Digital data – lost, found, and made

Communication on the internet and in other digital media is continuously recording itself – these data are there to be found. They include meta-data – data about data – that carry much information beyond the actual messages that are ‘sent’ and ‘received.’ Meta-data situate these messages in relation to their contexts – the source of information, its connections with other items of information, their trajectories across sites and servers, and the local users of the information, who, perhaps, add their own meta-data. At the same time, various other kinds of data must be made in order to account for the place of digital media in social interaction on a global scale. The resulting challenges to research are as massive as the amounts of data involved – what is referred to in both academia and industry as big data.

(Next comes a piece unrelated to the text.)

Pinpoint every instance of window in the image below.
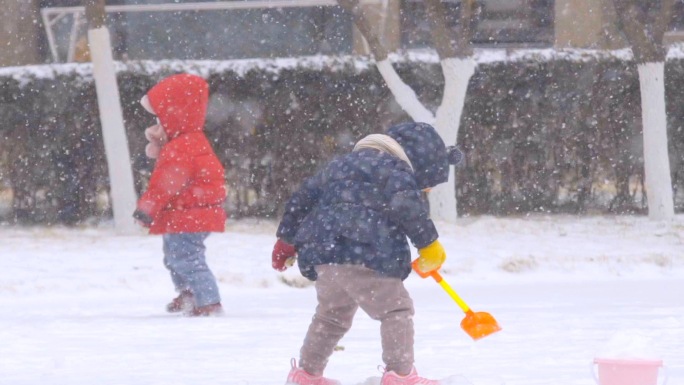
[401,0,554,48]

This seminar brings key contributors to the first decade of internet research to the Copenhagen Centre for Communication and Computing in order to address these challenges in an interdisciplinary dialogue. Each presentation is followed by Q&A, and the seminar concludes with a panel debate and plenary discussion.

The seminar is open and free – no registration is required. For further information, please contact Kasper Rasmussen <>


  • 9:45 Welcome (Head of Centre, Professor Jørgen Bansler)
  • 10:00 Lost, found, and made – meta-data, meta-media, and meta-communication (Klaus Bruhn Jensen)
  • 10:30 The data we can’t see (Nancy Baym)
  • 11:00 COFFEE
  • 11:15 The analytical construction of web data (Casper Radil)
  • 11:45 Jumping to conclusions – making sense of the long tail of Danes’ internet use by incorporating content analysis and probabilistic sampling (Rasmus Helles)
  • 12:15 LUNCH
  • 13:15 Twitter, big data, and the search for meaning – methodology in progress (Axel Bruns)
  • 13:45 Towards more intelligent search engines (Christina Lioma)
  • 14:15 Detecting learning in networked environments (Alex Halavais)
  • 14:45 Representation vs. invention in the age of endless data: Looking closely at methodological and ethical choices (Annette Markham)
  • 15:15 COFFEE
  • 15:30 Panel debate with presenters
  • 16:30 Closing


Nancy Baym. Principal Researcher, Microsoft Research Cambridge. She has written on online community, online audiences, and interpersonal relationships and new media. Her books include Personal Connections in the Digital Age (Polity) and, with Annette Markham, Internet Inquiry: Conversations about Method (Sage.)

Axel Bruns. Associate Professor at Queensland University of Technology, Australia. Chief Investigator at the ARC Centre of Excellence for Creative Industries and Innovation (CCI) and General Editor at M/C - Media and Culture. Publications include Blogs, Wikipedia, Second Life and Beyond: From Production to Produsage (2008).

Alex Halavais. Associate Professor of Communications at Arizona State University, USA. Halavais’s recent work has focused on tracing learning within networked communities, particularly using social media ("Do Dugg Diggers Digg Diligently," published in iCS last year, and ongoing research on the use of Twitter in social protest). Other publications include Search Engine Society (2009).

Rasmus Helles. Associate Professor, Department of Media, Cognition, and Communication, University of Copenhagen, Denmark. Rasmus’ work focuses on the everyday use of digital media, especially through log files as a source of empirical data. Recent publications include articles on mobile phone and internet use patterns.

Klaus Bruhn Jensen. Professor, Department of Media, Cognition, and Communication, University of Copenhagen, Denmark. Publications include A Handbook of Media and Communication Research: Qualitative and Quantitative Methodologies, 2nd edition (Routledge, 2012), contributions to the International Encyclopedia of Communication (12 vols, Blackwell, 2008), for which he serves as Area Editor of Communication Theory and Philosophy, and Media Convergence: The Three Degrees of Network, Mass, and Interpersonal Communication (Routledge, 2010).

Christina Lioma. Assistant Professor at the Department of Computer Science, University of Copenhagen. Her research focuses on the computational science behind search engines (Information Retrieval) and human language (Computational Linguistics). Since 2004, she has been working at the crossroads of these two areas, effectively alternating between thinking like a computer scientist and thinking like a linguist.

Annette Markham. Guest Professor, Department of Informatics, Umeaa University, Sweden. Annette serves as the co-editor of the International Journal of Internet Research Ethics. Publications include Internet Inquiry: Dialogue Among Scholars (co-edited with Nancy Baym, Sage 2009); Life Online: Researching Real Experience in Virtual Space (Sage, 1998); and a range of articles and book chapters related to interpretive qualitative research in internet studies. She is currently working on a book manuscript entitled: The Ethics of Fabrication.

Casper Radil. PhD fellow at the University of Copenhagen, Department of Media, Cognition, and Communication, writing his dissertation on how the Internet is changing Danish football fan culture. Outside the university, he is working in the company Interfazes that develops new conceptual tools and methods to comprehend online behavior as well as using these methods to advise large public organizations and private companies.